The Silent Companions

Andrew Ntshabele


Loo & Lou Gallery - Haut Marais
13.09 - 26.10.24
 

Combien sommes-nous encore à lire les journaux en format papier ? En ce XXIe siècle où le les versions numériques progressent inéluctablement, Andrew Ntshabele, artiste plasticien, peintre et collectionneur de journaux, rend hommage à la presse imprimée en l’incorporant littéralement dans son œuvre à travers des pans de textes et d’articles qui forment tout l’arrière-plan de ses peintures et vers lesquels sont tournés ses personnages : des individus anonymes, des pères et des mères de famille, mais surtout des enfants, garçons et filles se tenant la main et semblant s’avancer dans ce paysage textuel rapporteur de faits et d’événements. Mais cette image des actualités passées et présentes n’est-elle pas plutôt la métaphore d’un monde dans lequel la capacité à être informé est devenue primordiale si l’on veut être acteur de son propre avenir ? Savoir lire et écrire demeure l’une des préoccupations majeures en Afrique comme dans d’autres continents, en particulier pour les familles à revenu très faible et dont le vœu le plus cher est que leurs enfants puissent aller à l’école pour s’instruire. En Afrique du Sud, la question de l’Education demeure le nœud fondamental de la réussite individuelle et de l’accession collective au bien-être social.
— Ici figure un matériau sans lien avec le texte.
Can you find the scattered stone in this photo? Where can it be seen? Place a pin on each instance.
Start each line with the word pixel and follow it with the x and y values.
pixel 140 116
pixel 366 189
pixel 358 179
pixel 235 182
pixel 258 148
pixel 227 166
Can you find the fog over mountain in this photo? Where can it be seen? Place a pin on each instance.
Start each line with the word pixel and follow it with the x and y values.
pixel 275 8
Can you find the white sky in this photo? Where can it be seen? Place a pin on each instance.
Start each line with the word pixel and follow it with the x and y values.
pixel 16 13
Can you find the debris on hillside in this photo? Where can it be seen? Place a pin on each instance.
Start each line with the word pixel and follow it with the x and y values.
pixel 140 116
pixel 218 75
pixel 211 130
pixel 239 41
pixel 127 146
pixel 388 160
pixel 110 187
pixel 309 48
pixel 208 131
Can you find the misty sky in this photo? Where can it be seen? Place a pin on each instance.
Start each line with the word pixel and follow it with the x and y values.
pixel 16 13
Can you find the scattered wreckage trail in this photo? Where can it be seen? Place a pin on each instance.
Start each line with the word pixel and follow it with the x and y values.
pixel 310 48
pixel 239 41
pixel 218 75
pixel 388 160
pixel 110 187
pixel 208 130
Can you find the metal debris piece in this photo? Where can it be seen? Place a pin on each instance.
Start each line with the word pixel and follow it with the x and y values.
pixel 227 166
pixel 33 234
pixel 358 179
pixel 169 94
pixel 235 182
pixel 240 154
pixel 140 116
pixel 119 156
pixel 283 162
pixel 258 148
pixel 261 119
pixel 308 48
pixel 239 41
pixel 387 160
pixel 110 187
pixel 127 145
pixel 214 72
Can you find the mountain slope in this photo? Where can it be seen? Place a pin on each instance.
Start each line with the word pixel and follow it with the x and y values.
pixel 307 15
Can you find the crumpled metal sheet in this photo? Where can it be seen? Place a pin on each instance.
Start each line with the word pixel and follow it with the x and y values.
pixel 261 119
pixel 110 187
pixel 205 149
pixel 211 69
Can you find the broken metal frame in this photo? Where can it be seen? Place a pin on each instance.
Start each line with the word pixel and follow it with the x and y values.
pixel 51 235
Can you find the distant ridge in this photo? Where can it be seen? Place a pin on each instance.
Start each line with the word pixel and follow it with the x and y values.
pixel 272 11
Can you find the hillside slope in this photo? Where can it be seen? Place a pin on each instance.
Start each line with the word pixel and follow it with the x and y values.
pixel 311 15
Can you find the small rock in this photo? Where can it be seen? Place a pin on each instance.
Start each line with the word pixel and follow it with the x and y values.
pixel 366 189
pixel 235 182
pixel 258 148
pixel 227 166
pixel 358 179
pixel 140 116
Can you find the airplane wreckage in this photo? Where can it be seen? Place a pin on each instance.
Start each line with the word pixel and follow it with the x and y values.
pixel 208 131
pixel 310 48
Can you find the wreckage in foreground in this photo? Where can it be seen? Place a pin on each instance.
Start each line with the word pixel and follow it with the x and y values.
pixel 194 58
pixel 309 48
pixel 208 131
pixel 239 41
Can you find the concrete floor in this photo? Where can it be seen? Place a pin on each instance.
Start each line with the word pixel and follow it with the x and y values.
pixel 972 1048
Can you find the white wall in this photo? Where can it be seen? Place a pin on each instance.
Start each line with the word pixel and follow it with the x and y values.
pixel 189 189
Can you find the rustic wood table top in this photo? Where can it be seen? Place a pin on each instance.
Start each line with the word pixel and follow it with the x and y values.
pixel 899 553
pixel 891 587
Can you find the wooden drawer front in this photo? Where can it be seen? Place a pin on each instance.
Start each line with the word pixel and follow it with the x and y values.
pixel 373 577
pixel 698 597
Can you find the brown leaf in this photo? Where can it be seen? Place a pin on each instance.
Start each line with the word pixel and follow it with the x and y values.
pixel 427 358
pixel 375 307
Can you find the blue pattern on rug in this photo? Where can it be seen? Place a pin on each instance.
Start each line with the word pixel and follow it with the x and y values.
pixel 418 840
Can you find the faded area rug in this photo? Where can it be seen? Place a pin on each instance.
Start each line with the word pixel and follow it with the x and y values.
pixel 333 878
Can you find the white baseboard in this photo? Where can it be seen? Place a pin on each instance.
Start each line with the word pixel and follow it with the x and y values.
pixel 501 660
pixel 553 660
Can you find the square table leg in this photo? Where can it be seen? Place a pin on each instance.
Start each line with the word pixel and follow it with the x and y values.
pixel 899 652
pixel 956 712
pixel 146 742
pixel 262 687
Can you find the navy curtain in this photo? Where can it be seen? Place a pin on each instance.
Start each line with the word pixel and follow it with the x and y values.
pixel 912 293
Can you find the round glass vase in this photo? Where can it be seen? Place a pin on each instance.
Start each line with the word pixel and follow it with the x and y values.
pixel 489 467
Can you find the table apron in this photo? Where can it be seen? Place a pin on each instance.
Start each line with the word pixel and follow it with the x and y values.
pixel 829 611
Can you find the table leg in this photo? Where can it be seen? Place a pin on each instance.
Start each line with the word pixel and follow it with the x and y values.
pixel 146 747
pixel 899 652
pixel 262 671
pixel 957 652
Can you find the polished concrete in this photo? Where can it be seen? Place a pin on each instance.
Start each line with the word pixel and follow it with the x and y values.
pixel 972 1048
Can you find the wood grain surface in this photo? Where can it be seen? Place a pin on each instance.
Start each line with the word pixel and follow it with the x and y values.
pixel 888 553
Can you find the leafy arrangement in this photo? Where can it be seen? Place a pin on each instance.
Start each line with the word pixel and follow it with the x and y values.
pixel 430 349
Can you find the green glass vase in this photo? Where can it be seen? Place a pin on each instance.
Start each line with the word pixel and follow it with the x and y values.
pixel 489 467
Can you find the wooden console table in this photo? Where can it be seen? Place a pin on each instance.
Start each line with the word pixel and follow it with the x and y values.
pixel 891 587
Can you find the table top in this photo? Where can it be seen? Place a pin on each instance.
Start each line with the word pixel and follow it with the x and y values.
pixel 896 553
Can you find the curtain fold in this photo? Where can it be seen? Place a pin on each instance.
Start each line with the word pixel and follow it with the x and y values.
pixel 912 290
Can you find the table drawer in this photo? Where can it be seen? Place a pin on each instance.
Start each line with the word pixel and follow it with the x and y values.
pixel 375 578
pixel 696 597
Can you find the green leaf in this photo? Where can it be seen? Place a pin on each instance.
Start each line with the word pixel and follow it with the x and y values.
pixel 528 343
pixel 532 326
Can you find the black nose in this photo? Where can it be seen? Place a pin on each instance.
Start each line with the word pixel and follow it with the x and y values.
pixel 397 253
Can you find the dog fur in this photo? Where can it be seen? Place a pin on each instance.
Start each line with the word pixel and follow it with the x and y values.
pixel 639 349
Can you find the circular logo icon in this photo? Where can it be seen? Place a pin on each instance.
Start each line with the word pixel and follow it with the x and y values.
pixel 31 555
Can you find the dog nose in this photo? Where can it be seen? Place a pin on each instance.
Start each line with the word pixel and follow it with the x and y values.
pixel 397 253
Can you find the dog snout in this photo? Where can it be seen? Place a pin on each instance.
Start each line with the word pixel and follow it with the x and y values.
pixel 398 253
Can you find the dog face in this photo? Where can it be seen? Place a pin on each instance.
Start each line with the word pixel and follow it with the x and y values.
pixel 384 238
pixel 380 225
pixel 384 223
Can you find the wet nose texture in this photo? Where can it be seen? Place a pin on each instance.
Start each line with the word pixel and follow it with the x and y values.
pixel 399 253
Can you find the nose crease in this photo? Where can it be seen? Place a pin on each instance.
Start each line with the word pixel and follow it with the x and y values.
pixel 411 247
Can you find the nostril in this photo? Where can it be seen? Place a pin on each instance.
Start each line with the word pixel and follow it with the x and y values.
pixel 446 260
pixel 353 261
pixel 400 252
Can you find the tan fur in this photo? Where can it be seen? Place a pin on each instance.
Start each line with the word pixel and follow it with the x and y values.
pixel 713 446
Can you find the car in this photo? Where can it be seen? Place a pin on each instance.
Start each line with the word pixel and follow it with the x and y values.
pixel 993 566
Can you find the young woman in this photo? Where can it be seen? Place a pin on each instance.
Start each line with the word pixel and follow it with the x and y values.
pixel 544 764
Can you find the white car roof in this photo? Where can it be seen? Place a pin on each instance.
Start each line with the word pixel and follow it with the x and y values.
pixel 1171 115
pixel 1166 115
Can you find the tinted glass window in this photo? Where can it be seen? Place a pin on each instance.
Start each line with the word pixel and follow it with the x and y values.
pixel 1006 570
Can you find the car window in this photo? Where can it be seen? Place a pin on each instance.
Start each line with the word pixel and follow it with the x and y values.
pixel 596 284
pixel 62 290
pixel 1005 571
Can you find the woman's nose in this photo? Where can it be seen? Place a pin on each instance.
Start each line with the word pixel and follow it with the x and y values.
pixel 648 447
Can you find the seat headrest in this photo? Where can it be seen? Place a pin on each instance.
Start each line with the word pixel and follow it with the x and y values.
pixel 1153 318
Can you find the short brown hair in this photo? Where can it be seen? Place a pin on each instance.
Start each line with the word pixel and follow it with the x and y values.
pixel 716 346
Les pages de journaux se réduisent à un élément visuel de plus dans l’environnement urbain pour celles et ceux qui ne peuvent les déchiffrer. Dans les œuvres d’Andrew Ntshabele, elles constituent un paysage « contextuel », à la fois intelligible pour les uns, mais abstrait pour ceux ne sachant pas lire.  Les personnages du quotidien ordinaire qu’il choisit de représenter paraissent s’opposer à la densité des textes. Leur vitalité, exprimée par la danse ou par les actes les plus banals : faire les courses, aller à l’école … contraste avec le formatage des titres et des paragraphes, tandis qu’à l’austérité relative des textes et des photos répondent la diversité et la fraîcheur des motifs et des couleurs des vêtements. Seul ou en groupe, les personnages se dirigent vers une textualité infinie, créant un effet de profondeur et une forme de perspective à laquelle nous-mêmes, les spectateurs du tableau, participons puisque nous sommes amenés à regarder, si ce n’est à lire, les textes que voient les personnages. Andrew Ntshabele nous invite ainsi à partager en même temps que ses personnages la lecture de l’histoire événementielle en train de se faire, avec ses soubresauts et ses enjeux sociétaux. Comme eux, nous prenons consciences d’en être les témoins, à défaut d’en être les acteurs.